I still love the Riverside though. You can’t beat this for pre-match music. Stolen by many inferior clubs. I hope they paid us for it.

19.43- The train journey back was long and left me much time to ponder my own past, present and future. Swathes of drunken thirty somethings carousing down the carriages drinking pink cans of gin and communicating with extra volume. I found a peaceful carriage to relax in and listen to Valvate by Recondite on repeat until I got to York.


A group of wankers with IPhones sat next to me and turned out to be Villa fans. One of the wankers, referred to me as Bamford.
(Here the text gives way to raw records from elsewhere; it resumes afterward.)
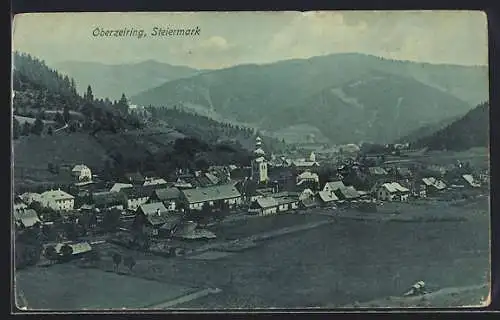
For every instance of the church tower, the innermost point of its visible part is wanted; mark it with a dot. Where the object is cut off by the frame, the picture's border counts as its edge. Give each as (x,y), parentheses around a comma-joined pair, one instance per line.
(312,157)
(259,163)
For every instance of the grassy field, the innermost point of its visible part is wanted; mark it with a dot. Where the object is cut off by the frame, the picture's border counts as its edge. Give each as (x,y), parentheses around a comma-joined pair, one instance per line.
(335,264)
(67,287)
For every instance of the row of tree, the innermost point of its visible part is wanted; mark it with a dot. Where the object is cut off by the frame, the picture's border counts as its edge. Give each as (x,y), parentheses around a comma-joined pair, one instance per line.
(39,88)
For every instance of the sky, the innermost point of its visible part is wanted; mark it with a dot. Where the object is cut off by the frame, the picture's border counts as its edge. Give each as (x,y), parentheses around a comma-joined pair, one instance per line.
(231,38)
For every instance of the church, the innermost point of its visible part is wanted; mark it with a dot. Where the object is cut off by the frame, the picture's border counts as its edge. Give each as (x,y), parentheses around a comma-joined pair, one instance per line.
(259,164)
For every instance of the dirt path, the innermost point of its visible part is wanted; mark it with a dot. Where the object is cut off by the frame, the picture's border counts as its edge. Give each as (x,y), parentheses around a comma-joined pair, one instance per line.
(469,296)
(184,299)
(261,236)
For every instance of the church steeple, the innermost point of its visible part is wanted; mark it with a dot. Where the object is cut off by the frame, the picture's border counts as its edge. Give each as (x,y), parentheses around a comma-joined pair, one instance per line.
(259,163)
(258,152)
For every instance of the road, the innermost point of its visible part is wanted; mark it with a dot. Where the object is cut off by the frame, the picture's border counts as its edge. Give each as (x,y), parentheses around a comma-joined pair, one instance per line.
(184,299)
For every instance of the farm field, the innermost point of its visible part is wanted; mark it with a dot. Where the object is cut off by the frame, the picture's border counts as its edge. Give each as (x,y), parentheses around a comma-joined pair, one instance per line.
(68,287)
(337,264)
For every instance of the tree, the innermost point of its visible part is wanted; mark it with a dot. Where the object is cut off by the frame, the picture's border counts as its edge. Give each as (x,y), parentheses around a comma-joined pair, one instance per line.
(123,103)
(66,115)
(66,252)
(16,129)
(117,259)
(89,96)
(94,257)
(37,127)
(26,129)
(51,254)
(111,220)
(71,231)
(129,262)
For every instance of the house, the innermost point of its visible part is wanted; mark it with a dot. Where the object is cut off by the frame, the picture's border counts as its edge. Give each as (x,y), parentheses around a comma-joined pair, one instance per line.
(304,164)
(327,197)
(286,200)
(307,176)
(392,191)
(57,200)
(81,172)
(168,196)
(134,178)
(470,181)
(433,185)
(109,200)
(77,248)
(333,186)
(19,204)
(154,182)
(214,196)
(306,194)
(377,171)
(26,218)
(264,206)
(403,173)
(151,217)
(287,203)
(182,184)
(309,202)
(137,195)
(118,186)
(436,170)
(347,193)
(29,197)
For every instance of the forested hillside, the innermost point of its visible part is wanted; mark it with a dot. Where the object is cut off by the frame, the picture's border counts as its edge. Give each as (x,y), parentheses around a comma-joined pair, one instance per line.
(113,80)
(211,131)
(52,121)
(347,97)
(472,130)
(47,97)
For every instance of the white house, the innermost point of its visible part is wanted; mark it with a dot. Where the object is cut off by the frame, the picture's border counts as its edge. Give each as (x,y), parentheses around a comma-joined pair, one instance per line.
(471,181)
(264,206)
(392,192)
(194,199)
(19,204)
(57,200)
(82,172)
(333,186)
(327,197)
(306,194)
(433,184)
(29,197)
(307,176)
(154,181)
(118,186)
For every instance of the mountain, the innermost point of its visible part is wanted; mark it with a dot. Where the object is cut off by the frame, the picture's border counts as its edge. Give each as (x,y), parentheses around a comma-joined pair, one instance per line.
(42,94)
(467,132)
(347,97)
(112,80)
(427,130)
(53,122)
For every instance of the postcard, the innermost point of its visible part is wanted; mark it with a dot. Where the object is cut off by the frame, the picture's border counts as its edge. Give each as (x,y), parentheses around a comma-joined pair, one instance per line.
(250,160)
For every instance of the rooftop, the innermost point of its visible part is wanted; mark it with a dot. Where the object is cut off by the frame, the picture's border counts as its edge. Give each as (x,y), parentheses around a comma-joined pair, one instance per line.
(211,193)
(56,195)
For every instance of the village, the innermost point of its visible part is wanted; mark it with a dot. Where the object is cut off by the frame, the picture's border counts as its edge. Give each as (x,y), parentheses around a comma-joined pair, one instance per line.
(91,218)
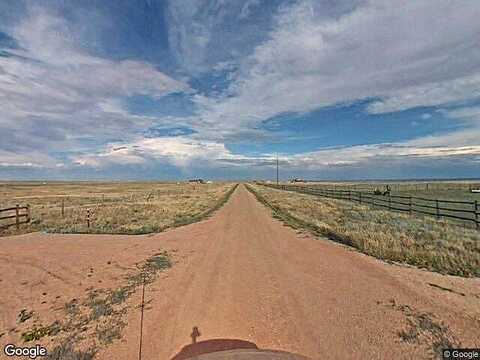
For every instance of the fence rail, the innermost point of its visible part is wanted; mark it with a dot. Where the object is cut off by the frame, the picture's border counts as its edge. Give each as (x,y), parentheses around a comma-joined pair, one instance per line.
(460,210)
(21,214)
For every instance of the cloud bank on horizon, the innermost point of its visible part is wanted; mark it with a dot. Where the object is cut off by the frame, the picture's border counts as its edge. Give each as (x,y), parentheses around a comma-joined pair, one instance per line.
(217,88)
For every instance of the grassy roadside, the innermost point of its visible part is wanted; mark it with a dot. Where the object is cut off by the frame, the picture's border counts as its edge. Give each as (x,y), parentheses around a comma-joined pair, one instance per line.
(114,208)
(87,324)
(425,243)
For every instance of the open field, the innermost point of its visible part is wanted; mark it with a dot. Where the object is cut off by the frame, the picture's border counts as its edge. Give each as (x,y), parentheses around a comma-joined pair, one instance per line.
(240,275)
(452,201)
(116,208)
(424,242)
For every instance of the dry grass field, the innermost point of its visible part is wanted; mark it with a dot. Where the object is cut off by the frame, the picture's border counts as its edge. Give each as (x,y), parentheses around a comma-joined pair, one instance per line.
(424,242)
(448,190)
(115,208)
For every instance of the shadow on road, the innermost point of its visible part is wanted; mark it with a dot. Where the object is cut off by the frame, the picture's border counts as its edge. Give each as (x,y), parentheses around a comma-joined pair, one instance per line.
(195,349)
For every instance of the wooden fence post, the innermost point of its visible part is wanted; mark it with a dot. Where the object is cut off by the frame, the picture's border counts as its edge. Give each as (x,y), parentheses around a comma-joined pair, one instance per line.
(28,213)
(17,218)
(477,225)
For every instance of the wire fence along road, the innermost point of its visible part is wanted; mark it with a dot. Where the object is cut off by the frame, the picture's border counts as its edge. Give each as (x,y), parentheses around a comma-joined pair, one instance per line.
(460,210)
(14,213)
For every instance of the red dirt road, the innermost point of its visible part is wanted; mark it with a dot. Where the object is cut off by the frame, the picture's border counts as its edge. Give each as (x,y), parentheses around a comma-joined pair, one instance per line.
(243,275)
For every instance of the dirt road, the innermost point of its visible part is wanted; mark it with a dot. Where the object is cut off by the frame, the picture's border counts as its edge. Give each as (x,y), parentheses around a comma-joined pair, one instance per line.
(243,275)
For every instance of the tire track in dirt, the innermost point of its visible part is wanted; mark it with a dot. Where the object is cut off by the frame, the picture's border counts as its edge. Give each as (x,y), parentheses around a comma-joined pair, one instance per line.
(246,276)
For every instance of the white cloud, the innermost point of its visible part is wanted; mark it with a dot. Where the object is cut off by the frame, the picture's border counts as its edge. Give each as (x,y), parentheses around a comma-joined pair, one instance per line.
(55,95)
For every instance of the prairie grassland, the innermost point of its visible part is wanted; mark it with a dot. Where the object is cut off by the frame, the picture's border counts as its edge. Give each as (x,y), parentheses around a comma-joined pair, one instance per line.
(115,208)
(423,242)
(446,190)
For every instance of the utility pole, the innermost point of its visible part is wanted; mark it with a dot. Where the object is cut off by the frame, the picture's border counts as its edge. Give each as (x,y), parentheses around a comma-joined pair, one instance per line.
(277,169)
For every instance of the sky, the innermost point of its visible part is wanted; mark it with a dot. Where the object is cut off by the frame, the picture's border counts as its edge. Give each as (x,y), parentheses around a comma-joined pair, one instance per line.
(160,90)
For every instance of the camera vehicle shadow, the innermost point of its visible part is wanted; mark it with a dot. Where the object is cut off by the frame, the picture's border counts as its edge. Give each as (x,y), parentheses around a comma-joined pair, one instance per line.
(217,349)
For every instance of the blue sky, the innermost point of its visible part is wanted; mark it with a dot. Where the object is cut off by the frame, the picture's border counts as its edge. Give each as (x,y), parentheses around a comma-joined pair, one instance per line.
(345,89)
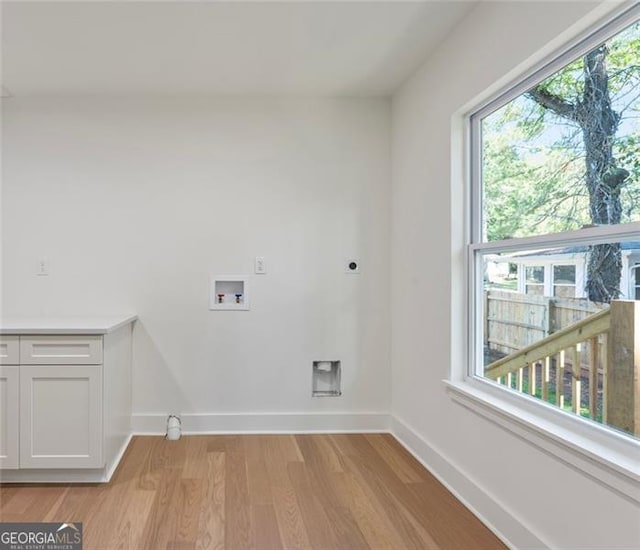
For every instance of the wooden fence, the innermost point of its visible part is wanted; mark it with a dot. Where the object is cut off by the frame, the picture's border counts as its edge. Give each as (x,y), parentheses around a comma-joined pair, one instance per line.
(514,321)
(611,338)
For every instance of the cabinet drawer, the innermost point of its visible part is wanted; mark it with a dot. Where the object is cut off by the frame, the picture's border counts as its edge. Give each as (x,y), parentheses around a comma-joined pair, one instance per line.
(9,350)
(61,350)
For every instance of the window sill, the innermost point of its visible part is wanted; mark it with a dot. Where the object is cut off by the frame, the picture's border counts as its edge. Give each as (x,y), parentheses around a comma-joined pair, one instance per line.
(607,457)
Whom I’ve been likened to before, certainly a compliment. He started attacking me saying every player in Villa’s team except Gibson was better than Boro’s. 

“What you’re saying is just bollocks, just argument without substance. You’re just trying to provoke me,” I told him.

I was glaring at him the whole time. Giving his eyes no peace whatsoever. I think he respected me a bit more because of that. If there’s one thing I’ve learned recently, you can win an argument with those balls lodged in the middle of your face.

22.10-  I can now say that I’ve been to Chesterfield and Doncaster stations, adding those Leviathan public transport bases to my checklist. The day was extremely deflating over all. By voyaging to the Middlesbrough town I gambled on a result and didn’t get one. But I experienced a few new things, and jotted a few of them down here, so it’s not all crushing disappointment.

Until my next venture into uncharted lands, my imaginary readers.